I’m going to invent an app that tells you where the nearest bar is with no guy on a stool playing acoustic guitar.
In the mood for a horror show so I’m gonna sit back and watch as my kids make a haunted gingerbread house with full blown colds and no Kleenex.
When I ask, “Is it genetic?” What I’m really asking is, “Can I blame my ancestors?”
[On phone]
“Did u see the weather forecast?”
“No. I refuse to be sucked in by Big Weather.”
“Where are you?

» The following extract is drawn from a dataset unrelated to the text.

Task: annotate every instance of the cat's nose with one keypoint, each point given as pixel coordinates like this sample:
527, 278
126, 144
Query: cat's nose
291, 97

Its so noisy.”
“IN A TORNADO.”
My wife tried imitating the weird groaning sound her car is making, and all three auto mechanics asked her out.
I’m not afraid to go to prison I really need a vacation
Be the reason they have to add a section about roller skates to the employee handbook.
I put my toddler in white shorts and took her outside to play like some kind of masochist
i’ve got a body like a sack of potatoes but a personality like a french fry
Seems like the “how to use a fire extinguisher” video on YouTube shouldn’t have a 30 second ad before it.
Google: and you want to represent us?
Me: yes, I am very qualified
Google: our file says you searched “how to pretend to be a lawyer” from the waiting room
Me: overruled
me: hey dad will you pass the turkey
dad: *pats belly* I sure hope so son
I put half an avocado in a sealed container in the fridge and it’s still good a week later.
Guys, I may have cracked the avocode-o.
[my car launching off cliff]
oh no google maps you rascal
[wife drops me at the airport]
Wife: have a safe flight
Me: I have no say in the matter
Wife [already driving off]: die then
Tip for lower back pain: injure your neck to take your mind off it.
Just saw a pal I haven’t seen in awhile and she said she’s been busy with her psychic doing past lives regression. That’s not my jam but wow am I stealing that line next time I need an excuse for being out of touch.
8: Mama, did you read this story when you were a kid?
Me: *smiling* Why yes, I did.
8: It’s a really old story then, I guess.
I have to stop watching TV with my kids. I keep comparing my dates to Bluey’s dad and nobody measures up.
Would you rather fight one 800lb gorilla or 800 1lb gorillas that trust you as their parent?